1.9
July 16, 2010

Ireland to Arizona, and Back Again.

I just feel lucky I don’t live in Arizona!

This time last year I was living in East valley Arizona. I’d spent nearly a year waiting for a visa to move there. I left everything behind and got on a plane at the end of June and to cut a long story short, I was leaving for Ireland on a plane at the beginning of August.

I was lucky for so many reasons and even though the current climate here in Ireland means that I’m still looking for work, at least I had my home to come back to. Not just my family home (my parents live on the west coast of Ireland in county Mayo), but the home I’d given up when I left. Luckily my Landlord is a decent Fella, He’d heard about my plight and saved my home for me (He even re-decorated and got me some new carpets!).

Thousands of people move to Arizona every year. Desperate to start a new life, a lot of them just don’t have the time to wait for a visa and they cross the border illegally.

A lot of those get arrested and sent back across the border only for them to try to return to Arizona in the future and maybe get re-arrested and moved back over the border again.

There will always be a certain percentage of any population that deals in Drugs and crime. From an Irish point of view, we’ve suffered the arrival of some serious eastern European gangsters over the last few years, but they’re nothing compared to the home grown gangsters in places like Limerick and Shannon in the west of Ireland and some of the meaner housing estates in Dublin’s fair city.
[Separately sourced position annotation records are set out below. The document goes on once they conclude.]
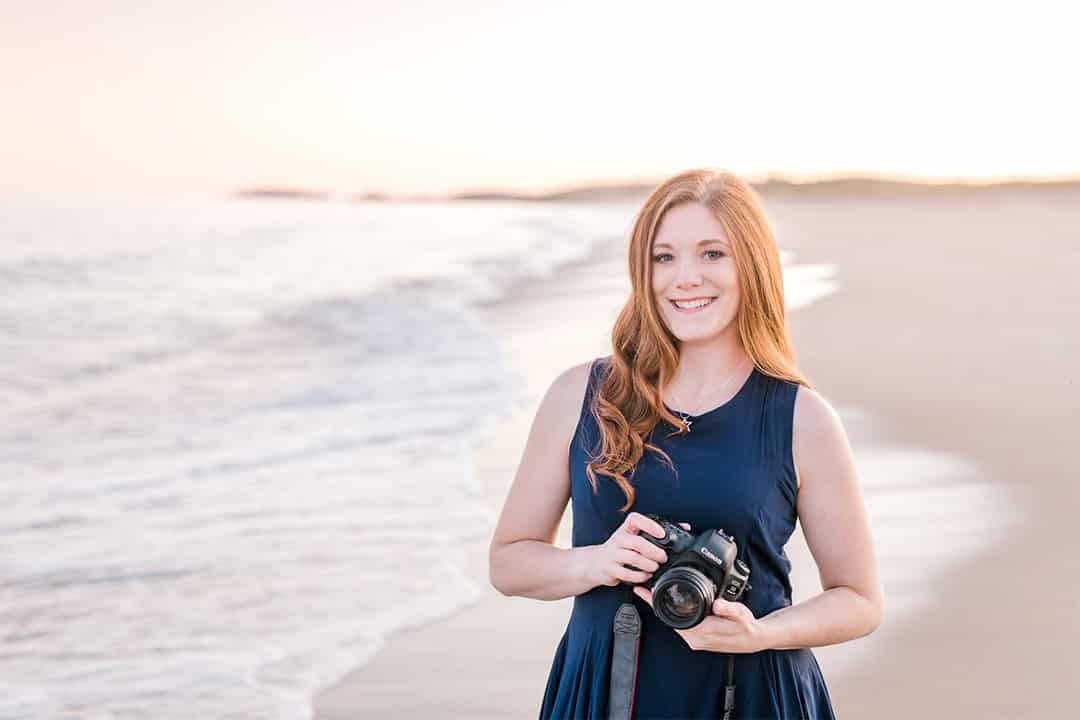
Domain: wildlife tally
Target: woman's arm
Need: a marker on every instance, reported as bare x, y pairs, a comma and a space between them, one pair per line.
523, 559
834, 520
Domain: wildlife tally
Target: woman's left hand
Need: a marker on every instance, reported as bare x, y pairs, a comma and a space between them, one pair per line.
730, 628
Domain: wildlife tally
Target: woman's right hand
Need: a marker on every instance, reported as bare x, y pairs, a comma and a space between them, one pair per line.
626, 547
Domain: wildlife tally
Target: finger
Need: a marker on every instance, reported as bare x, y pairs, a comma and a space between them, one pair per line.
643, 546
639, 522
726, 608
630, 557
632, 576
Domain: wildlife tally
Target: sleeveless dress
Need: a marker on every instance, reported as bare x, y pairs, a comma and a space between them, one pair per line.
734, 472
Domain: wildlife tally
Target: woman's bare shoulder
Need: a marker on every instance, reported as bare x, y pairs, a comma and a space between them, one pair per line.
817, 431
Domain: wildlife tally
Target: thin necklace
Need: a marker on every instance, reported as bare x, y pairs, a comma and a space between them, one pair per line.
685, 417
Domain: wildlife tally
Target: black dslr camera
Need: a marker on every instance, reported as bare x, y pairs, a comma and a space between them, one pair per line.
699, 569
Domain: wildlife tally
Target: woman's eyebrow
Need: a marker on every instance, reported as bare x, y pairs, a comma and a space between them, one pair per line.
707, 241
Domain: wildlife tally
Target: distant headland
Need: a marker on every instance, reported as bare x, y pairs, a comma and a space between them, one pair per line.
638, 190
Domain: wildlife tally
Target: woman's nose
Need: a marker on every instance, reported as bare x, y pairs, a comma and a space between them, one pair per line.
688, 274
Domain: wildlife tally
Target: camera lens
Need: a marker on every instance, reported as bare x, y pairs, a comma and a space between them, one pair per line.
683, 597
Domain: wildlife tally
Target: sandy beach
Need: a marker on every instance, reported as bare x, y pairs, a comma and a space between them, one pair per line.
950, 341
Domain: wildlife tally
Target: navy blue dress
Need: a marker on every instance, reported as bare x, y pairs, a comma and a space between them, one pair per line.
734, 472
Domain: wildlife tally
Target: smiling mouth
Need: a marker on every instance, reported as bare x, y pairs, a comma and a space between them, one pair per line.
691, 306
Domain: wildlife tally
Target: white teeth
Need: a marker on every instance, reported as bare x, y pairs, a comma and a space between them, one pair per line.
690, 306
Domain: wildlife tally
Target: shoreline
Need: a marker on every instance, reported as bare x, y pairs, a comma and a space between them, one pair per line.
932, 382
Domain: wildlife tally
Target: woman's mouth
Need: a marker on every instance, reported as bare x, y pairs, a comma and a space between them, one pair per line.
691, 304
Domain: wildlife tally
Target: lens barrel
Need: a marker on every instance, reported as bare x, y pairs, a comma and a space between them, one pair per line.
683, 597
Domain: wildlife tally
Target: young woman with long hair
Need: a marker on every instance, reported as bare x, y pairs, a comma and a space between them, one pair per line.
701, 417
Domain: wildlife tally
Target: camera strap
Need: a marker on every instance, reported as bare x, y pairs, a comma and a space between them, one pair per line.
626, 642
729, 691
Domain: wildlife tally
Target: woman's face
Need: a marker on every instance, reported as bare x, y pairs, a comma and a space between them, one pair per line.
691, 260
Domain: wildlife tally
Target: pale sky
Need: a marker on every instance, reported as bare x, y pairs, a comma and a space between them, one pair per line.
407, 96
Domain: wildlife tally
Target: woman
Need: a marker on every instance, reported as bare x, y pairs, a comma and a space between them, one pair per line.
699, 416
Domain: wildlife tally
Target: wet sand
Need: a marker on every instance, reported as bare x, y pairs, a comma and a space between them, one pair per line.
953, 334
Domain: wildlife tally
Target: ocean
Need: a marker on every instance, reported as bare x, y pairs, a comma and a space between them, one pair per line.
234, 437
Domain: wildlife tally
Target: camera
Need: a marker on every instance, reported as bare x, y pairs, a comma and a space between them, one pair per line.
699, 569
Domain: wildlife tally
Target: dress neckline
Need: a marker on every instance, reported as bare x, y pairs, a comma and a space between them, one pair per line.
742, 390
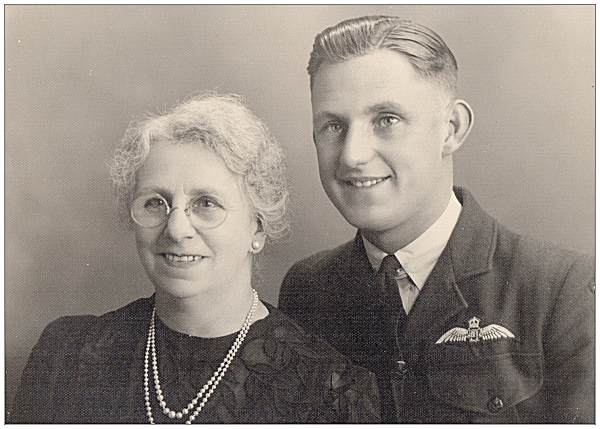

The Irish moved to America out of desperation. Especially in the late 1900’s, when the potato famine wiped out a lot of the population and sent the rest fleeing. Before the famine, Ireland’s population was over nine million strong and it’s only in the last decade that numbers have increased to over four million.
But then again, the Irish are the biggest ethnic minority on the planet, with eighty million people world wide claiming some kind of Irish heritage.

I recently had to fill out a form, a “habitual residence condition”. I was asked questions like; “how long do I intend to stay in Ireland?” to which I replied “the rest of my life unless I get a better offer!”

See the thing is, the welfare system here is amazing, the Irish have always looked after each other. That was ok while there was the boom years or what we called “the celtic tiger” but now there’s a recession, having Nigerians and Polish people coming to Ireland claiming benefits as if they were living here, but only flying in once a month to sign on the register is just not acceptable.

But the Irish back in the times of hardship, were persecuted and pushed out. A lot of Irish people can remember the sign in a lot of London pubs “No blacks, no dogs, no Irish!”

I have Irish friends who back in the nineties, were working on well paid construction jobs AND drawing five different social welfare payments in different names and sending the money home to Ireland!

Ireland and Britain made a deal many years ago whereby, although we’re different countries, when it came down to Jobs and social security, we would be united. An Irishman can go to England and find work with no need for a permit and He can get social welfare while He searches and an Englishman can do the same here in Ireland. That way, there’s tax paid and monies going back into the economy.
I believe there was also some kind of amnesty in New York city a few years back, where illegal Irish were given social security numbers so that they could officially pay tax and there’d be monies going into the economy.

It seems to me that there’s a few ideas here that Arizona could use. Rather than spending millions of dollars each year of the taxpayers money trying to send people back over the border time and time again, as well as judging every immigrant as a potential drug dealer or welfare fraudster, they could be finding a more harmonious solution to the problem.

It’s a shame that the people writing the policies concerning migrants in Arizona have forgotten that their families are also migrants who moved to America in search of a better life.

If people aren’t made to feel part of society then they end up disrespecting society.

For my part, I just feel lucky I don’t live in Arizona!

I did however get to see some of Colorado during my short stay and It’s now one of my favourite places…. Spare room anyone?